Tuesday, March 15, 2011

Glenn Garvin on the NPR Scandal

From the Miami Herald:
If just 2 percent of NPR’s money comes from the government, why not just tell Congress to take a flying frack at a rolling doughnut? Two percent, heck, you could make that up on doughnuts. Tens of millions of Americans have taken hits of more than 2 percent in this economy and lived to tell about it. And think of the inner tranquility that 2 percent nip and tuck would buy: Nobody from NPR would ever again have to listen to some braying reactionary complaining that NPR has more practicing witches on its staff than Republicans. (Even if it’s true: NPR reporter Margot Adler is a Wiccan high priestess, while any registered Republicans on the staff remain deeply closeted.)

The answer: NPR gets a lot more than 2 percent of its budget from taxpayers — perhaps 20 times that. It’s completely a creature of government subsidies and cannot possibly survive in anything like its current form if Congress plucks public broadcasting from the federal teat.
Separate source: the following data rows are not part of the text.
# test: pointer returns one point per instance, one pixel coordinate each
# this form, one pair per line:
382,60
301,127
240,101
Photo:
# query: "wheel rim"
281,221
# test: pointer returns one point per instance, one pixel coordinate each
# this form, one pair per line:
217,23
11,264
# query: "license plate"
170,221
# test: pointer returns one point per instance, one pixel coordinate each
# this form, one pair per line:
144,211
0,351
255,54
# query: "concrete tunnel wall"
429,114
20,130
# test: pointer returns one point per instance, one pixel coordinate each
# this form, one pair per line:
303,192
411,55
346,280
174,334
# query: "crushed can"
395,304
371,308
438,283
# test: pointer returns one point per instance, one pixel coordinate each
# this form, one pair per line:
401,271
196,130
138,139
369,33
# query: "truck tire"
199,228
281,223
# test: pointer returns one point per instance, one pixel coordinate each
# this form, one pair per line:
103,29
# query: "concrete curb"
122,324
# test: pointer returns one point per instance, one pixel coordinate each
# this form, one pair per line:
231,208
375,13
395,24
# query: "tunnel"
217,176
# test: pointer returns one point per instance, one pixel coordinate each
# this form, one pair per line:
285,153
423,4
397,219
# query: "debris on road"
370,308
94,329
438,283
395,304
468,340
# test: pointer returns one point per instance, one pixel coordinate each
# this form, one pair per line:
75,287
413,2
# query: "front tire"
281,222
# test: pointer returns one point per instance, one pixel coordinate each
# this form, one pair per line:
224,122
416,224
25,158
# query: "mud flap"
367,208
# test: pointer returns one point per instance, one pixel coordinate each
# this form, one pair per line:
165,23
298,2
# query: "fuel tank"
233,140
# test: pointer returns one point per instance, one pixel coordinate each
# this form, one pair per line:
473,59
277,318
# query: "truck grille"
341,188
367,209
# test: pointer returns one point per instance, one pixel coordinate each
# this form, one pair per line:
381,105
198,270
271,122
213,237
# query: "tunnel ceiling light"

NPR’s real costs are hidden in a system of back-and-forth payments quaintly known along the Bogota-Miami axis as “money-laundering.”

Here’s how it works: Congress gives money to the Corporation for Public Broadcasting, which cuts off a small slice — the hallowed 2 percent — and hands it directly to NPR. The rest of the money goes out to public radio stations themselves, who then pay it back to NPR as programming fees. Other taxpayer money — from the Energy Department, state and local governments and state universities — also gets mixed into the pot.

In the end, something close to 40 percent of NPR’s budget has been extracted from taxpayers. And that doesn’t even include tax money spent on the operations of the radio stations themselves, without which there would be no audience for NPR programming. If NPR bosses look slightly twitchy when they talk about how insignificant their subsidies are, it’s probably because they’re glancing around for signs that the roof is about to fall in on them.